Yoko Ono (Japanese, b. 1933). Wish Tree instructions, 2012. Courtesy of the artist

Elizabeth A Sackler Center for Feminist Art

Wish Tree

November 15, 2012–January 6, 2013

Trained as a musician, Yoko Ono began creating artworks she called “instruction paintings” in 1961. These word-pieces rely on viewers for completion, either through their imagination or by literally following the directions Ono had written. Wish Tree, an ongoing project that has been installed in a variety of contexts, expands on these early works by soliciting and gathering wishes from those who encounter it. Presented across continents and decades, it has become an open creative collaboration between Ono and the more than one million people who have shared their dreams.

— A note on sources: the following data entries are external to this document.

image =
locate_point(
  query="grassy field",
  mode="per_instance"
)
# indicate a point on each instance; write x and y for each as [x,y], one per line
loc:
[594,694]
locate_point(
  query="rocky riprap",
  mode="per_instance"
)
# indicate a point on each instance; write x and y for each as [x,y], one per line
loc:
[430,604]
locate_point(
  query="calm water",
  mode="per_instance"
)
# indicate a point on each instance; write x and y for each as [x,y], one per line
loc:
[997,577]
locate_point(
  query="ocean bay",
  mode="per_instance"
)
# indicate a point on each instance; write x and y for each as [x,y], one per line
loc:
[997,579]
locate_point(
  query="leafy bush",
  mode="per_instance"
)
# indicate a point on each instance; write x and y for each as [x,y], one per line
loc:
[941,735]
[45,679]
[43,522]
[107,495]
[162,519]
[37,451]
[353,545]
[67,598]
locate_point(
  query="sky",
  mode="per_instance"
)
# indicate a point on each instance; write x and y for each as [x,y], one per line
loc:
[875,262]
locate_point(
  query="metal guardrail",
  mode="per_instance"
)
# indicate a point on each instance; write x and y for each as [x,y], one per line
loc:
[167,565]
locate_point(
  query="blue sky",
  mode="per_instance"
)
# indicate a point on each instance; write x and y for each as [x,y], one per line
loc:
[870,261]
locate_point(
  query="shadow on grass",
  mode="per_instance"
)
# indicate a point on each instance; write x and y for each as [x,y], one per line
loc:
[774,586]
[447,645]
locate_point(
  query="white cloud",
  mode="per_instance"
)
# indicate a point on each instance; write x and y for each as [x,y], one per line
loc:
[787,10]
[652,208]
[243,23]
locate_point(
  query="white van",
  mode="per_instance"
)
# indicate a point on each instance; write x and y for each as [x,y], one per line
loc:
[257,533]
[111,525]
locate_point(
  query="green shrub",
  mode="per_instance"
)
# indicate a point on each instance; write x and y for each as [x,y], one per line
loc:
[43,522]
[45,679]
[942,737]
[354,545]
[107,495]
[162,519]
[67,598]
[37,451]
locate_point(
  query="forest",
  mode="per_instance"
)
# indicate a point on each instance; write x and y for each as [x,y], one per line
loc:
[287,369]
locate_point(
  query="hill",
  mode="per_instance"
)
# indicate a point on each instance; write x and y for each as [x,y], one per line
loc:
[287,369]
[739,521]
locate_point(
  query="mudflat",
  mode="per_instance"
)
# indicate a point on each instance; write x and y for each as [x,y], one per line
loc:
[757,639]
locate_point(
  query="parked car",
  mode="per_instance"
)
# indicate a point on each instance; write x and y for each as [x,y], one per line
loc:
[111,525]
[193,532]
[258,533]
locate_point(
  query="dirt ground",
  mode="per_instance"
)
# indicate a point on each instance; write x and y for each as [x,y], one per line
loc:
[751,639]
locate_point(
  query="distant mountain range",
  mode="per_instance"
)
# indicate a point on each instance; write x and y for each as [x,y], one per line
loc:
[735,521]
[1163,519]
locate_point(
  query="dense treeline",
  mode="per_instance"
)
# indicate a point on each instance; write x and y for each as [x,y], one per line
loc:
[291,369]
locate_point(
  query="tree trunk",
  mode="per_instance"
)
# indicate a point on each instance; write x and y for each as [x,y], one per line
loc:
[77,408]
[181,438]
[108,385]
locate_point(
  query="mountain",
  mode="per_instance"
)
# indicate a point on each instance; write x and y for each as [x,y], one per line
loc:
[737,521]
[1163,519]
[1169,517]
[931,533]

After each presentation of Wish Tree ends, all the wishes are collected, to be buried—unread—around the Imagine Peace Tower (2007), a monumental outdoor light installation in Reykjavík, Iceland, created by Ono in memory of her late husband, John Lennon. Believing that “all my works are a form of wishing,” Ono seeks to encourage others, through projects such as this one, to believe in the collective power of their hopes for the future, and to inspire “a sense of solidarity in a world now filled with fear and confusion.”

This Wish Tree is presented in recognition of Yoko Ono’s receipt of the Brooklyn Museum’s 2012 Women in the Arts Award.